Fourier-Galerkin method for scattering poles of sound soft obstacles
Yunyun Ma, Jiguang Sun
TL;DR
This paper tackles the numerical computation of scattering poles (complex resonances) for sound-soft obstacles in two dimensions. The poles are the zeros of boundary integral operators, specifically the single-layer operator $\mathcal{S}(\kappa)$ or the operator $\mathcal{I}+\mathcal{D}(\kappa)$, in the region $\{\operatorname{Im}(\kappa)<0\}$. A Fourier-Galerkin discretization is developed and shown to converge regularly, with eigenvalue error estimates derived from the abstract theory for holomorphic Fredholm operator functions (Karma 1996).
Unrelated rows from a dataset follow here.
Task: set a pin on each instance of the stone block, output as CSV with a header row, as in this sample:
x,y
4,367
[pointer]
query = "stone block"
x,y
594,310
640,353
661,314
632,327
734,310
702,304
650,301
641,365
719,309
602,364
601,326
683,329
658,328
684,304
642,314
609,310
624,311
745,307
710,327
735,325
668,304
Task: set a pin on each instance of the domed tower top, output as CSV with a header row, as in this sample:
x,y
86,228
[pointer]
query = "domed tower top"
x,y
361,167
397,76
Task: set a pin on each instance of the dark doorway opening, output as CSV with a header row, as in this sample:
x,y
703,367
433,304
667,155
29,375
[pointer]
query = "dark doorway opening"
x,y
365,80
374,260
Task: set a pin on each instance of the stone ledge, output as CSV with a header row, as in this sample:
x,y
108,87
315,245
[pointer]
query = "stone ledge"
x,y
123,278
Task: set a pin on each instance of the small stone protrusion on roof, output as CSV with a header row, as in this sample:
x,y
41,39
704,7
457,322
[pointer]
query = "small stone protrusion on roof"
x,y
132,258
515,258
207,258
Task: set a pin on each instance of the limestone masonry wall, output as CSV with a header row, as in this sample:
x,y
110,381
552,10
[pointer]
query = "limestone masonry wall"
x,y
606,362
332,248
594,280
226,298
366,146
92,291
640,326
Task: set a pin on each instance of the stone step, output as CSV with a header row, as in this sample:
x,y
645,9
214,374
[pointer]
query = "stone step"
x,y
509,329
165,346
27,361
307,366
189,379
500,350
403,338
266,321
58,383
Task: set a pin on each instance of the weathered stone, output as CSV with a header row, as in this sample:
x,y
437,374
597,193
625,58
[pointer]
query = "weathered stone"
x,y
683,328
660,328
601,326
For the second formulation, an auxiliary operator $\mathcal{H}(\kappa)$ is constructed that shares eigenvalues with $\mathcal{I}+\mathcal{D}(\kappa)$ and is holomorphic Fredholm, enabling a unified convergence theory. Numerical experiments on multiple obstacle geometries validate accuracy, demonstrate rapid convergence, and confirm that the boundary-only discretization yields no spurious modes, aided by a parallel spectral indicator method with contour integrals.
Abstract
The computation of scattering poles for a sound-soft obstacle is investigated. These poles correspond to the eigenvalues of two boundary integral operators. We construct novel decompositions of these operators and show that they are Fredholm. Then a Fourier-Galerkin method is proposed for discretization. By establishing the regular convergence of the discrete operators, an error estimate is established using the abstract approximation theory for eigenvalue problems of holomorphic Fredholm operator functions. We give details of the numerical implementation. Several examples are presented to validate the theory and demonstrate the effectiveness of the proposed method.